Letter: Archaic mindset plagues Catholic Church
Roger Marolt offered a “defense” of the Roman Catholic Church, on many matters (“Defending the Catholic Church,” commentary, Sept. 19, The Aspen Times).
But the defense was weak or lacking on many an account.
He started with the current issue of child abuse and legitimately noted similar offenses by others, from Boy Scout leaders to law enforcement officers to teachers.
But he neglected to point out that only the church was actively engaged in broad collusion to hide these offenses and to protect the offenders, where other organizations did not behave that way.
Police officers were not simply reprimanded and sent to another precinct; they were fired and prosecuted, as were teachers and others. Not so with the priests, however few they might have been. The bishops simply moved them to another parish, where they continued their horrific behavior. And in Boston, where the scandal erupted, the presiding cardinal who oversaw such evasion was moved out of the country (to a cushy job in Rome, where he is protected from the prospect of being arrested or even questioned by civil authorities for his behavior in harboring such offenders.)
Marolt misses the essential point of the church holding itself, through its hierarchy, above the civil law — to say nothing of the astonishing hypocrisy of that same hierarchy then deeming to dictate moral standards to the rest of the world! He suggests that pedophilia is now being “vigorously addressed” within the church, but he doesn’t seem to accept that this was hardly the result of some moral awakening (“Oh, pedophilia is a bad thing — who knew?”) and rather the result of multimillion-dollar lawsuits impacting church coffers.

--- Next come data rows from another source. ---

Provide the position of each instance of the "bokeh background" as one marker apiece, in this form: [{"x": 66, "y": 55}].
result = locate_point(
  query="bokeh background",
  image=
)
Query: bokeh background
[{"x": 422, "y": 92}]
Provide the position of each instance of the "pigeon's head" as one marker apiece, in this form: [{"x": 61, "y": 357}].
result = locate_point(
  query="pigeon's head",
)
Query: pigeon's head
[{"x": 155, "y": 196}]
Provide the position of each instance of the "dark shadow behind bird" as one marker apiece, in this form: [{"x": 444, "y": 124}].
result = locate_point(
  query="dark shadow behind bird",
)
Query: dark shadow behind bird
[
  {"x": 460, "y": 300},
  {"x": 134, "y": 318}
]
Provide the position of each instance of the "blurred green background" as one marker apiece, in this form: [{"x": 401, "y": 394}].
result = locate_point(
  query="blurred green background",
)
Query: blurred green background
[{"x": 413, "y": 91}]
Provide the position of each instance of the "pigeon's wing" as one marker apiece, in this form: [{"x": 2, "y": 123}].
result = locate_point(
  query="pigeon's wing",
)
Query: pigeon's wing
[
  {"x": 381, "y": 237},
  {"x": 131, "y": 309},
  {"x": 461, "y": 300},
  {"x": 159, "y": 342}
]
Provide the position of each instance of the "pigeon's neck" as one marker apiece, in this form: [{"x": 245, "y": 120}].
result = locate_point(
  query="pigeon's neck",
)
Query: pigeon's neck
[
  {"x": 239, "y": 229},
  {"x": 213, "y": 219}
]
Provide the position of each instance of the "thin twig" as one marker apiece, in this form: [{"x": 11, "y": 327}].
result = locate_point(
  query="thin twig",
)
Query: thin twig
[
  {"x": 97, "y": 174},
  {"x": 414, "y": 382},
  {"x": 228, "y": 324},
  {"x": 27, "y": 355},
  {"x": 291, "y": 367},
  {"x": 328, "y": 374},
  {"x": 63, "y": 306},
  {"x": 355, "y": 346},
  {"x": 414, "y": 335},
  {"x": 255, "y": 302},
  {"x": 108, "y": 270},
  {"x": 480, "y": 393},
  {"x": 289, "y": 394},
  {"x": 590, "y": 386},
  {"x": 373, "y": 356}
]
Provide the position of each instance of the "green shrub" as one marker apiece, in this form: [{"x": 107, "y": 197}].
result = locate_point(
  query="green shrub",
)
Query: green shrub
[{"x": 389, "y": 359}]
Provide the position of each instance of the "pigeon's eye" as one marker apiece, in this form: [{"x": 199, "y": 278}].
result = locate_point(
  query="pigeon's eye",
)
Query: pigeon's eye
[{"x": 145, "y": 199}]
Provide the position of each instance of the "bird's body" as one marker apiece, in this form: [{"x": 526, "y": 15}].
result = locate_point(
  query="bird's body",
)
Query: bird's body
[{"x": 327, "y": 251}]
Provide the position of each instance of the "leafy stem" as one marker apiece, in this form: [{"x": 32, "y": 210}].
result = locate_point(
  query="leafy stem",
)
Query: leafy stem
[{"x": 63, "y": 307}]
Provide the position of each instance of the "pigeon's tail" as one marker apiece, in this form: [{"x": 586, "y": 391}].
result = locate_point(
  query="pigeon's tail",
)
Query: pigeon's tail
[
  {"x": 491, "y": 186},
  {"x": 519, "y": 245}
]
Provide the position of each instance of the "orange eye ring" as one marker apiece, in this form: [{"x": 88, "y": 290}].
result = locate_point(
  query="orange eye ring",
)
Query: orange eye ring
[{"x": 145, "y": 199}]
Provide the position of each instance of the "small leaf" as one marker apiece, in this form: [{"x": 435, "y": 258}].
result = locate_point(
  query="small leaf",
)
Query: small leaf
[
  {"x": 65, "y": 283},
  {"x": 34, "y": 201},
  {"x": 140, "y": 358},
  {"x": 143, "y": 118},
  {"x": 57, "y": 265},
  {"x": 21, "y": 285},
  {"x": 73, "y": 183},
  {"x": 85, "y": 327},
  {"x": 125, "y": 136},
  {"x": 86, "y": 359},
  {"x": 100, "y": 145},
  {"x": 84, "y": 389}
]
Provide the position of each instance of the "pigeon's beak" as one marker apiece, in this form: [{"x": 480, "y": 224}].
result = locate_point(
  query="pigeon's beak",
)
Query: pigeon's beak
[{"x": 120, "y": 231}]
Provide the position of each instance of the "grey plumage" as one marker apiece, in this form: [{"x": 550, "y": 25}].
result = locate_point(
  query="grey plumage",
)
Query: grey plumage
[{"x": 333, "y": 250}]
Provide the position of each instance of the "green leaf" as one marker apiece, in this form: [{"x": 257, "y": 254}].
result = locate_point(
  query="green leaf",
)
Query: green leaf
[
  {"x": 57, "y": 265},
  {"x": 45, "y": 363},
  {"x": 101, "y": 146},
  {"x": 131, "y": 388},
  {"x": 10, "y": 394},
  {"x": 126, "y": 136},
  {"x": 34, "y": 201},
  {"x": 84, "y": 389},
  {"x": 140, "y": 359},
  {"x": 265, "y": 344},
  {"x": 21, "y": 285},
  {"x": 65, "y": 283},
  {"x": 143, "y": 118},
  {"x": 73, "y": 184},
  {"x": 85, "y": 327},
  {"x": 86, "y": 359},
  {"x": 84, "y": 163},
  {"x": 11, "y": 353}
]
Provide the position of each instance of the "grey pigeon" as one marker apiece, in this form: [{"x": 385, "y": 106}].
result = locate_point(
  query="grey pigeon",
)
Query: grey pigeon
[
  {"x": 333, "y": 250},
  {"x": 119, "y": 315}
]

Defense was offered, as well, on church positions on other social issues such as contraception and marriage. But he failed to more broadly note the continued relegation of women to the position of being lesser individuals within the church. There is no theological basis for prohibiting women from the priesthood (and also no theological basis for prohibiting priests to be married); these are simply “rules” concocted, mostly in the Middle Ages, for various political and economic reasons. Yet today, in some dioceses, women are not even allowed to be altar girls or to preach from the pulpit in any capacity. The church remains an exclusively male-dominated structure with the resultant male-dominated view of social issues impacting women’s rights.
In sum, the church is running about 300 years behind the rest of Western culture. Pius IX opposed Garibaldi and the nationalist forces seeking to unify Italy. Louisiana bishops supported slavery in the run-up to the Civil War. Leo XIII, in the late 19th century, famously stated that “the church is a society of unequals, some to command and some to obey. The former are the clergy, and the latter the laity.”
Marolt seems to still support that view.
If the church is to offer solace and comfort, and to offer moral guidance in a complex world, then it needs to join that world in order to be relevant.
Perhaps Pope Francis will advance that change, as it otherwise still looks like a medieval church structure, with medieval behavior, to the rest of us.